I lived on a 55000-acre family cattle property running 1250 breeders in Central Queensland for 50 years, and my thoughts and actions on the dingo have evolved over that time.

I started to think very deeply about dingo baiting after having seen some of my working dogs poisoned from 1080 30 years ago. I actually stopped baiting from that time on to see what would happen.

Over time I started to realize the importance of the dingo as an apex predator in keeping the balance. 

I witnessed dingoes chasing feral pigs through cattle taking out the piglets one by one. Over time I saw them chasing kangaroo’s, rabbit’s, wallabies, emu’s and once a feral cat. I once came across some dingoes feasting on a brumby foal that they had chased down one morning.

I have observed dingoes mingling with unconcerned cows and calves around dams –   week after week when all the natural waters had dried up – and came to the conclusion that if the mothers aren’t worried, then “why should I?” 

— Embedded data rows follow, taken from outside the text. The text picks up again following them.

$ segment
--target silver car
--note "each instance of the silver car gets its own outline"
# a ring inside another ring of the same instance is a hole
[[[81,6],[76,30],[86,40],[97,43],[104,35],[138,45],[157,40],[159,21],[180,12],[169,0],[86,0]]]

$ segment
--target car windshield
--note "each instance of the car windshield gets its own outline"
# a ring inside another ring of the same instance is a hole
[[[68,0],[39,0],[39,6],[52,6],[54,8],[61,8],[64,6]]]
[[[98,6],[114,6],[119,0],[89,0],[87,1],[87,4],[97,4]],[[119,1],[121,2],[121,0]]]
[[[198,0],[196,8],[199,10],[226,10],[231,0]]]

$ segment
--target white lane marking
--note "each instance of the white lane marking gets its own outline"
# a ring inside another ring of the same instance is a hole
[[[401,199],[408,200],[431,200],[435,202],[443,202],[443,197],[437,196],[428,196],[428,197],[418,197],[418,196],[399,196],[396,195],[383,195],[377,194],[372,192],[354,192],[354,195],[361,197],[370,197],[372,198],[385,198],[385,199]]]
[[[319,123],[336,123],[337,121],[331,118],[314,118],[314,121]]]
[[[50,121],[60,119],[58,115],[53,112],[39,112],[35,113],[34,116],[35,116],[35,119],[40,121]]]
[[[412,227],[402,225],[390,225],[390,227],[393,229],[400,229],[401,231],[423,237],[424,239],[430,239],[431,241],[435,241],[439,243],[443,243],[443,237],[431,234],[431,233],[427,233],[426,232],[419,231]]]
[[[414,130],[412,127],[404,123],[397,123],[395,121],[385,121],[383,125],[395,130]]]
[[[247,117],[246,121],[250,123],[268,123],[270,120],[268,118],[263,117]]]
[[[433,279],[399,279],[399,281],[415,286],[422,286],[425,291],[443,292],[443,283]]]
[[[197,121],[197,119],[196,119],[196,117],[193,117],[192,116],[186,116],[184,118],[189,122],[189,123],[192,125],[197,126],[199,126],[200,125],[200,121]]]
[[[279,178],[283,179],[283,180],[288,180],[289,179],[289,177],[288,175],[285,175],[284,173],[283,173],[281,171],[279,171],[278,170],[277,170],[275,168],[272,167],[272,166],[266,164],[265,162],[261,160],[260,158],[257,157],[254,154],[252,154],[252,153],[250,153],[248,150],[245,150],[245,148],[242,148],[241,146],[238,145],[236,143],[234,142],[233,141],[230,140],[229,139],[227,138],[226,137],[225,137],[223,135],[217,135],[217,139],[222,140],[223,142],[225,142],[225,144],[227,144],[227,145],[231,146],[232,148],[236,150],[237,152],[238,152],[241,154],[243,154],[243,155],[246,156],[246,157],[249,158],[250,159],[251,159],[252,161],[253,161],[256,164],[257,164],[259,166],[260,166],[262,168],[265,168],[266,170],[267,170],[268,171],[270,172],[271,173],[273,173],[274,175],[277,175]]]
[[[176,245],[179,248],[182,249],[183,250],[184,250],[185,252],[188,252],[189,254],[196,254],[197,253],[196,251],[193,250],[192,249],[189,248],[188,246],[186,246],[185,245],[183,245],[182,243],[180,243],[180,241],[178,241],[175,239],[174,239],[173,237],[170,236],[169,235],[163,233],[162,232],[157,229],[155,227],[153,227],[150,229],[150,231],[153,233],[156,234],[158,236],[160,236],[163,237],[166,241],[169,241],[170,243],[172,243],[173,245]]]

We did have the odd calf killed and a few bitten over time, but in the whole scale of our operation it was miniscule and did not warrant retaliation.

I feel the reason we didn’t have an issue with losses is that we became better managers at keeping cows and calves in good order, so that they weren’t an easy target. Creating a healthy environment for all species. Also culling cows that had lost a calf for whatever reason was all part of the management program.

I feel that our property was well balanced and not dominated by any one species, including livestock.

I used to see dingoes on our property all the time, mainly reds, black and tans, the odd black, and I have never seen a “wild dog” – an animal that looked like it had domestic dog breeding in it.

It took a lot of years for me to respect them as a major predator, and my fear would be to see the balance shift to the point that I walk outside one day to see fifty thousand kangaroos eating all our grass, as I witnessed on a property in Western Qld years ago.

Not trying to be an expert on the subject, as I’m just reflecting on what I saw on our property over 50 years.